TOLEDO, Ohio — While joyful, the holidays can also be stressful and blended families have unique challenges.
"Given the time of year and the extra stress with the holidays, co-parenting can be a little bit tricky," said Samantha Byrne, a licensed professional counselor for The Willow Center.
Byrne said one of the biggest challenges for blended families that she works with is scheduling.
"It's natural for any parent to want to spend as much time as possible with their child during the holidays and in a co-parenting situation, sharing is easier said than done," said Byrne.
Byrne said make sure scheduling doesn't become a battle and to never put the kids in the middle or make them pick who they want to spend time with.
"Regardless of where they are and whatever parent they're with, what's most important is providing a conflict-free, loving environment because that's what they need."
Byrne said most likely, visitation is already pre-arranged, so stick with the plan and make sure the kids are in the loop. Also, keep the focus on your child's experience and not your sadness. Be specific with your language.
"Instead of saying, 'oh mommy's so sad, I'm gonna miss you.' You can support them in other ways and say 'but you're gonna have a great time at dad's house and I'll see you when you get back.'"

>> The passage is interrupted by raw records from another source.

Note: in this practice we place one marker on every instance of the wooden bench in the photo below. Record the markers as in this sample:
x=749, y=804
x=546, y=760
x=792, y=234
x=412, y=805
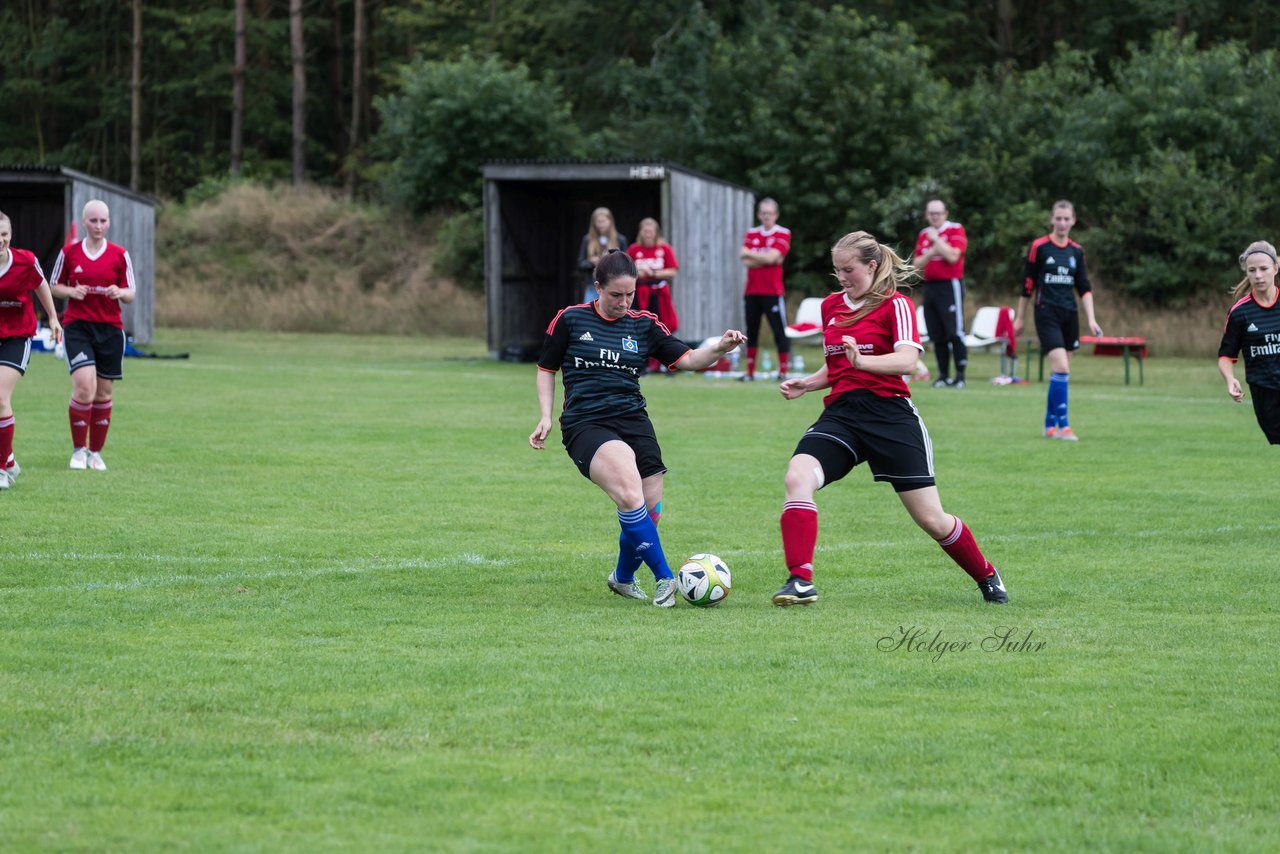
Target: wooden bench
x=1106, y=346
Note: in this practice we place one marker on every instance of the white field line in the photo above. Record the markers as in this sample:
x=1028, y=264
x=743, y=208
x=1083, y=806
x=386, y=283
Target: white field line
x=238, y=575
x=472, y=560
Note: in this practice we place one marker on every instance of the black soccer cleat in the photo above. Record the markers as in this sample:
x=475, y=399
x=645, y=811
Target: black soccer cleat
x=993, y=588
x=796, y=590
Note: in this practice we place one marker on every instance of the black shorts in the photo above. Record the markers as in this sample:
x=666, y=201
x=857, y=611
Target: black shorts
x=95, y=343
x=16, y=352
x=1057, y=328
x=1266, y=407
x=886, y=432
x=583, y=441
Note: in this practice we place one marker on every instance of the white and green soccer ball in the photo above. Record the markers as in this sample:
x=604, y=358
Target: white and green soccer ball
x=704, y=580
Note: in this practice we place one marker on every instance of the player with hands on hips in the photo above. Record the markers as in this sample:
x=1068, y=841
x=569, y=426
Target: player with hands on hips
x=869, y=341
x=19, y=277
x=600, y=348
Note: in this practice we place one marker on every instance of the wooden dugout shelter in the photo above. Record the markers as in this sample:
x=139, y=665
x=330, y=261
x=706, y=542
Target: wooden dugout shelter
x=535, y=215
x=44, y=201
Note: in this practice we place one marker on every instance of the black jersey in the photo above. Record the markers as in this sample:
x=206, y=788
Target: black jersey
x=1253, y=329
x=1054, y=272
x=603, y=359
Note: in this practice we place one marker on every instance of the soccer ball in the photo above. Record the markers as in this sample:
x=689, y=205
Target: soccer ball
x=704, y=580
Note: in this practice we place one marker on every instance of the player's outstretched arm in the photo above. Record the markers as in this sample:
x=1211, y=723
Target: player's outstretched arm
x=1226, y=368
x=545, y=402
x=46, y=298
x=704, y=357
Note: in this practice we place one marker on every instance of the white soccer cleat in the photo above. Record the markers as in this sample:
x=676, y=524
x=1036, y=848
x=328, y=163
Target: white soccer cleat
x=631, y=590
x=664, y=594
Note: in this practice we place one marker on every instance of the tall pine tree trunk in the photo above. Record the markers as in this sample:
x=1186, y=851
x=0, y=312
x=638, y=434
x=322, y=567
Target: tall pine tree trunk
x=238, y=91
x=136, y=103
x=300, y=91
x=357, y=95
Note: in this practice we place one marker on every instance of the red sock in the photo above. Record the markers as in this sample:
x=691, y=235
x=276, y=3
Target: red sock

Byrne said that especially this time of year, be kind. Set your differences with your ex aside. Remember, they are learning from you to respect others even during conflict. "Not only is Santa Claus watching, but your kids are watching as well," says Byrne.
Byrne also reminds parents to take care of their mental health. It could be sad not to be with their kids the entire holiday season, so make sure to have a support system to get you through it.